Idyom » History » Version 15

« Previous - Version 15/74 (diff) - Next » - Current version
Jeremy Gow, 2013-02-22 02:43 PM


Running IDyOM

idyom:idyom

The main workhorse function is idyom:idyom, which has three required arguments and a number of optional keyword arguments.

Required parameters

  • dataset-id: a dataset id, e.g. 1.
  • target-viewpoints: a list of basic viewpoints to predict, e.g. '(:cpitch :bioi)
  • source-viewpoints: a list of viewpoints to use in prediction, e.g. '((:cpintfref :cpint) :bioi)
    • Passing :select will trigger viewpoint selection (see further options below)

See the List of viewpoints for a description of the various viewpoints available in IDyOM. So a simple call to IDyOM would be:

CL-USER> (idyom:idyom 1 '(:cpitch) '(:cpitch :cpint))
2.2490792
(1.9049941 2.427845 2.0234334 1.7971386 1.8213106 1.9313766 2.3758402 1.8310248
...

This predicts the pitch values in dataset 1, based on previous pitches (cpitch) and pitch intervals (cpint).
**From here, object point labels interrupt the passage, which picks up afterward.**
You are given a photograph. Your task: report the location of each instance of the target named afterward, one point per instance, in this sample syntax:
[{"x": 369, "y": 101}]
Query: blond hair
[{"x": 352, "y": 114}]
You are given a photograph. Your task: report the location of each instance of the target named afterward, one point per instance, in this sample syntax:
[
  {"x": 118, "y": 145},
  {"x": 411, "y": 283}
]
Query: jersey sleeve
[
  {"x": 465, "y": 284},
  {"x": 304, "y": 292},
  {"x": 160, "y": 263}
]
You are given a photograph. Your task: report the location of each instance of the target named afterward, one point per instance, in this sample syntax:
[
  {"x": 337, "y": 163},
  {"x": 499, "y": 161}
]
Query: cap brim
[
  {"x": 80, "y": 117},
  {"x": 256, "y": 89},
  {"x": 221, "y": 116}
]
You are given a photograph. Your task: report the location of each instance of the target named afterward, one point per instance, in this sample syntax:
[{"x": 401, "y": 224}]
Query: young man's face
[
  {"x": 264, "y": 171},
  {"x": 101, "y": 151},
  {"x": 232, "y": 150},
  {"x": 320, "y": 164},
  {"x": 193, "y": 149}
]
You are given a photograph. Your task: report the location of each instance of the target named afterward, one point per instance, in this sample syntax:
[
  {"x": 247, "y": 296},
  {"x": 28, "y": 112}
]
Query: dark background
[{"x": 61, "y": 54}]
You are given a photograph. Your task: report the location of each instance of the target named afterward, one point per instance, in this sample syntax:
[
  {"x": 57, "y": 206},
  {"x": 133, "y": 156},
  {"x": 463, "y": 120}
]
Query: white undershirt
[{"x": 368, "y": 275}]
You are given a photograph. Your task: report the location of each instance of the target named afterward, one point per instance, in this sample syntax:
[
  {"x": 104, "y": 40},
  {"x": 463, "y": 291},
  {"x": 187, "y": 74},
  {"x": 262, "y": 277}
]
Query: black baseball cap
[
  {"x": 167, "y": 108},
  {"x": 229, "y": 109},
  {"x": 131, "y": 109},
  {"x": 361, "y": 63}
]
IDyOM computes the information content for each note, and by default returns a list of composition mean ICs (mean note IC for each composition, second value) and dataset mean IC (the mean composition mean IC, first value).

Statistical modelling parameters

  • pretraining-ids: a list of dataset-ids to pretrain the long-term models
    • e.g., '(0 1 7)
  • k: an integer designating the number of cross-validation folds to use
    • 1 = no cross-validation, but also no training set unless the models are pretrained;
    • :full = as many folds as there are compositions in the dataset
    • default = 10
  • resampling-indices: you can limit the modelling to a particular set of resampling folds
  • models: whether to use the short-term or long-term models or both
    • :stm - short-term model only
    • :ltm - long-term model only
    • :ltm+ - the long-term model trained incrementally on the test set
    • :both - :stm + :ltm
    • :both+ - :stm + :ltm+ (this is the default)
  • ltm-order-bound: the order bound for the long-term model (the default nil means no order bound, otherwise an integer indicates the bound in number of events)
  • ltm-mixtures: whether to use mixtures for the LTM (default t)
  • ltm-update-exclusion: whether to use update exclusion for the LTM (default nil)
  • ltm-escape: the escape method to use for the LTM (:a :b :c :d :x - default :c)
  • stm-order-bound: the order bound to use for the short-term model (default nil)
  • stm-mixtures: whether to use mixtures for the STM (default t)
  • stm-update-exclusion: whether to use update exclusion for the STM (default t)
  • stm-escape: the escape method for the STM (default :x)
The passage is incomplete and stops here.